The crime had been planned beforehand; however it was committed with much more vehemence and vengeance in order to avenge the death of one of their gang members, Asif, who was killed in an encounter in Rajkot, in 2001. They allegedly wanted to teach a lesson to the Government of India and the Police Personnel, according to one of the emails exchanged between them.
Out of the 17 people involved in the commission of the crime, nine accused were tried by the trial court, which in 2005 found seven of them guilty. Ansari was found in Dubai and deported to India on 9.2.2002. The High Court of Calcutta, however, acquitted 2 of the convicts and lessened the sentence of two others. As far as the petitioners are concerned, the High Court confirmed their conviction and sentence.
Nasir, Asif, Ansari and other gang members had earlier planned to kidnap big businessmen in various cities to make money and so that they would be able to collect required arms and ammunition to carry out their mission. The American Centre was chosen as they found that American Centre would be more convenient as police security people were sitting in open and were not alert.
The appellants were represented by Ms. Nitya Ramakrishnan and the respondent State by the Additional Solicitor General. The appellant Nasir had earlier made a voluntary confession in 2002, making it clear that he was troubled by his conscience and to give vent to his feelings, namely, the sin which he committed by carrying out the attack at the American Centre on 22.02.2002 along with other gang members which he did in his own homeland, he was having sleepless nights. His reply to one of the questions was “I know. I have sinned and I deserve punishment.”
The Court found that there was sufficient corroboration of contents of this confession by other evidence; oral, documentary and material objects relied upon by the Prosecution.
The appellants were found guilty of all charges, except for the charge under Section 27(3) of the Arms Act which couldn’t be maintained because it was struck down as unconstitutional in the case of State of Punjab vs. Dalbir Singh – (2012) 3 SCC 346
The Bench considered the expression, “waging war against the Government” in detail. The Court thereby concluded that the intention of the accused collectively and individually was a defiant of raging attitude against the State. Though the chosen assailants by the conspirators were only two in number, the vengeance with which they indulged in the attack at the spot (viz) the American Centre towards the police force and the extent of damage they caused demonstrated the diabolic mindset of all the conspirators in committing the crime.
The Court formulated the following fundamental principles, besides 15 others, to be borne in mind while dealing with the sentence to be imposed in respect of crimes committed of such grotesque nature.
1) The sentence to be awarded should achieve twin objectives
2) The Court should consider social interest and consciousness of the society for awarding appropriate punishment.
3) Seriousness of the crime and the criminal history of the accused is yet another factor.
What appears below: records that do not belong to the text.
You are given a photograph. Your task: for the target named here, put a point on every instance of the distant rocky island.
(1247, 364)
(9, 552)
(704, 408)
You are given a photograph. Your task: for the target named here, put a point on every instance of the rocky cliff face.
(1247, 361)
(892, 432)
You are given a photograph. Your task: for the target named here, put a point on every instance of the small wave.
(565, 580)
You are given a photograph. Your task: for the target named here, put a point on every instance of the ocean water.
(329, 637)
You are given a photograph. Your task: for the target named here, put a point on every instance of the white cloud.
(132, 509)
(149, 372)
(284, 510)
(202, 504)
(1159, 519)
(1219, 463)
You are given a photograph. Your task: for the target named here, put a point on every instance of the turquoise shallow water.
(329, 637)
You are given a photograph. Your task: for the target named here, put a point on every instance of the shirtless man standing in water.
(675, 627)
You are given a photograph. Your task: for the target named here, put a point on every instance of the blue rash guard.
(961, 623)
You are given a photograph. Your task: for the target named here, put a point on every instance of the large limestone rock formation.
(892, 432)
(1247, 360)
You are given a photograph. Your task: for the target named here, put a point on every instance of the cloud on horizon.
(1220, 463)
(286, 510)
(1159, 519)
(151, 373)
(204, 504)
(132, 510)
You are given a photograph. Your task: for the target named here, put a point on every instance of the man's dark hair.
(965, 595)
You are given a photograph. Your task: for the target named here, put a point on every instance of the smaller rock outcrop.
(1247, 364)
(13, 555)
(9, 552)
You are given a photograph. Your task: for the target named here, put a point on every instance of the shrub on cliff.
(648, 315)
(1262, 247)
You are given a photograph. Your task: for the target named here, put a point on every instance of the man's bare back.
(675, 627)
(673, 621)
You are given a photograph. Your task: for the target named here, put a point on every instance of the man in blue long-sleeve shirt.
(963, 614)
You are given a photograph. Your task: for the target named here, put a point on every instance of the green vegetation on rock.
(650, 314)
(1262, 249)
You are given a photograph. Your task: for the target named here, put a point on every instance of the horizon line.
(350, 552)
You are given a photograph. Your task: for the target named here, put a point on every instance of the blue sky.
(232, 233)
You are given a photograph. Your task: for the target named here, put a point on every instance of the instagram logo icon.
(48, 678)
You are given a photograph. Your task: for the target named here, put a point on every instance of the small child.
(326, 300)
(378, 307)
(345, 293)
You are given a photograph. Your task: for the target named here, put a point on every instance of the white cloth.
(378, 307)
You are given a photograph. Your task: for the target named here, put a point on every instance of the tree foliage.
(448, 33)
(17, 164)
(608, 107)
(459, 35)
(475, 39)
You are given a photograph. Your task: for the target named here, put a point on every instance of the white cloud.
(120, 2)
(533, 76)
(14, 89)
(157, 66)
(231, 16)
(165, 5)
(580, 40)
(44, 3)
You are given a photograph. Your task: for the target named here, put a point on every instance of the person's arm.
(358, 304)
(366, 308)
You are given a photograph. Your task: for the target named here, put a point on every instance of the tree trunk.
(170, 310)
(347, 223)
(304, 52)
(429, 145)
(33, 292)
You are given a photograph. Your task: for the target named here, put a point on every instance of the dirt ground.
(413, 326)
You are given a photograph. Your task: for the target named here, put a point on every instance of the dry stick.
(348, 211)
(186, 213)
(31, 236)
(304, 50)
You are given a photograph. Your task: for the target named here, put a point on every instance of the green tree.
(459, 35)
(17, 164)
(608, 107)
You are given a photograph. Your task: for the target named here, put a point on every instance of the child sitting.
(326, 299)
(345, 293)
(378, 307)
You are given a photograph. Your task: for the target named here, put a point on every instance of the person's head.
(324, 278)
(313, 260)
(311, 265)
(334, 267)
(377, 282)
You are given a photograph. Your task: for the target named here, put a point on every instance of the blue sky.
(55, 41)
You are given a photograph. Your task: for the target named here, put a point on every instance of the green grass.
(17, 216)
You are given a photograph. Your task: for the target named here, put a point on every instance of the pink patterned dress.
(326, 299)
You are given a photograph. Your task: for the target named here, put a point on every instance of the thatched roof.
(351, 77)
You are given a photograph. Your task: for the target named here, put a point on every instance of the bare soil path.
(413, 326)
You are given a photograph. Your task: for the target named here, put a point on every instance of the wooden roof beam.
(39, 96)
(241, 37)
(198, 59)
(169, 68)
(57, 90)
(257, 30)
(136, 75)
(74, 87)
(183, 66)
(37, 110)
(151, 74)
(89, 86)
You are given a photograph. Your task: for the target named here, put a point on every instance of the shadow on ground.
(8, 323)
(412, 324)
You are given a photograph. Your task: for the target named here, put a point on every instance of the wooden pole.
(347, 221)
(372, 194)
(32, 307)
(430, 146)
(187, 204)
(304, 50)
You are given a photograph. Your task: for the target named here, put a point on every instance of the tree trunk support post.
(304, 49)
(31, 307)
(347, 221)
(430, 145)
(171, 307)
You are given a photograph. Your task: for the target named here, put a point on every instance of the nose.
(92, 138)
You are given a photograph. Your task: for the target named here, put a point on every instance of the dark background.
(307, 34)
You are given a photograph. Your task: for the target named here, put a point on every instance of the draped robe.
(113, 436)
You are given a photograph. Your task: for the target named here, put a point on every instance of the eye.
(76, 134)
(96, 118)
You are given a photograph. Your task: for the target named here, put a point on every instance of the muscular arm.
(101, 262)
4) Graver the offence longer the criminal record should result severity in the punishment.
5) Undue sympathy to impose inadequate sentence would do more harm to the public
6) Imposition of inadequate sentence would undermine the public confidence in the efficacy of law and society cannot endure such threats.
The Court noted the magnitude of involvement of the two accused as being unequal, and held that the imposition of death penalty is not warranted in the facts and circumstances of the case though it calls for other deterrent punishment.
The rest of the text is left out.